Eine Vorgeschichte, die das Problem nicht hat, ist das Silmarillion, die posthum veröffentlichte Vorgeschichte zum Hobbit. Die Grundzüge hat Tolkien wohl im Schützengraben im 1. WK geschrieben, es ist so gesehen nicht im Nachhinein ausgedacht, aber zu vielen Details war sich Tolkien zu Lebzeiten wohl nicht sicher, wie es nun „wirklich“ war. Andererseits, aus der Perspektive von jemanden, der meinetwegen in Edoras am Kamin sitzt und Geschichten aus alten Zeiten hört – mehrere Jahrtausende alte Zeiten – es wäre einfach unrealistisch, wenn es nur eine Version von derartig alten Geschichten gäbe.

Das Problem mit der Vorhersehbarkeit wird hier umgangen, weil die Leute, die im Silmarillion vorkommen, zu Zeiten des Herrn größtenteils nicht erwähnt wurden, oder wenn, dann nicht, ob oder wie sie gestorben sind. Galadriel z.B. war kein Einzelkind. Beren und Luthien werden zwar erwähnt, aber deren Geschichte nicht zu Ende erzählt.

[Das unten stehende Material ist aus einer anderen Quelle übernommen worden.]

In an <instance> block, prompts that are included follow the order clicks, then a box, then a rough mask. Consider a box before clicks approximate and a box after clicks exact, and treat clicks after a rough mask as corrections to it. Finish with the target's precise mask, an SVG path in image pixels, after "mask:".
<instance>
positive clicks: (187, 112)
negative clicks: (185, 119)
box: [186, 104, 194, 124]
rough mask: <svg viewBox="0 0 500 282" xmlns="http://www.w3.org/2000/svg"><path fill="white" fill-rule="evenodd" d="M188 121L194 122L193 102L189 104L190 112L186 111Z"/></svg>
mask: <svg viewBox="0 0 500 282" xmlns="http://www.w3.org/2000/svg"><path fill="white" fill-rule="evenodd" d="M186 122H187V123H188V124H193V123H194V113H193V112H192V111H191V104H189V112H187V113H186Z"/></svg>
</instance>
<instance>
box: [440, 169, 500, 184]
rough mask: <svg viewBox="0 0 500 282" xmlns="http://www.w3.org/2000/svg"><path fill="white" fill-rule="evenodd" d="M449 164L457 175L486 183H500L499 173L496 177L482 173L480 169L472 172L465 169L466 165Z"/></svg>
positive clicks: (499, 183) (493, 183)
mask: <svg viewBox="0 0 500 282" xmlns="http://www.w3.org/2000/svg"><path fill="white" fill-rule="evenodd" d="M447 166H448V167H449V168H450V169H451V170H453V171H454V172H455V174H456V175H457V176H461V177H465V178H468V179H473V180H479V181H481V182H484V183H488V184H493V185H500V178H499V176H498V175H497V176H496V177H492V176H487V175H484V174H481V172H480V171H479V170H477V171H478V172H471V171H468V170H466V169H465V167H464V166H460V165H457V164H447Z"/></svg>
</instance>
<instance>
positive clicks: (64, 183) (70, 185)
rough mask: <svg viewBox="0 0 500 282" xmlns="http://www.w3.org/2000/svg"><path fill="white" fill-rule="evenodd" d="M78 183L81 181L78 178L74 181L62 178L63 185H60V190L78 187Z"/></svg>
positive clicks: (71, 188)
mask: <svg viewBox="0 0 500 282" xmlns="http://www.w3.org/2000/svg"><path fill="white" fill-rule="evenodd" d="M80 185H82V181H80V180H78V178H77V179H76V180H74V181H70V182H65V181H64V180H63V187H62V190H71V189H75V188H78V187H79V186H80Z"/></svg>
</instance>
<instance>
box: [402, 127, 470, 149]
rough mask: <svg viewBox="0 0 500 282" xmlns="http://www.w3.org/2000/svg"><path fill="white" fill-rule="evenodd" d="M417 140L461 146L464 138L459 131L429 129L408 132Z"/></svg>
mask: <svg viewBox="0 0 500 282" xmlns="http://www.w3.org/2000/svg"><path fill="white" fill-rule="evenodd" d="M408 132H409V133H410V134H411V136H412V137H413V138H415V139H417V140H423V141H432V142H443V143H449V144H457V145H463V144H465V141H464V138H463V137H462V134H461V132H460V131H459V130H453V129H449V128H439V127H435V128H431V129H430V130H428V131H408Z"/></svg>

Und ich könnte mir das gut als Film- oder Fernsehserie vorstellen – nachdem die den „Spin“ vom Rad der Zeit im Intro der HdR-Filme verwurstet haben, ist jetzt Conan, der Barbar, dran (nur mit Galadriels Stimme): „Ich will Euch nun von einem Zeitalter berichten, das begann, als Feanor und seine Söhne sich gegen die Valar empörten, und das endete, als die Länder Beleriands im Meer versanken! Ich will Euch erzählen von Melkor, der in dieser Zeit großer Sorgen seine Stirn, hinter der sich große Bosheit verbarg, mit der Krone der drei Silmaril schmückte! Ich will Euch die Geschichte von Saurons Herrn und Meister erzählen!“

Aber DAS verfilmen die nicht, sondern etwas ähnliches, was aber nicht Silmarillion heißt.

Danke, Amazon! Oder meinetwegen auch danke, Tolkiens Erben.

Wenn man Elbenrollen nicht mit Elben castet, sondern mit Menschen, ist es übrigens egal, ob das schwarze oder weiße Menschen sind. Gleiches gilt für Zwerge, Hobbits, Orks, Ents, Trolle und andere intelligente Zweibeiner.

Aber indianische Numenorer wären cool!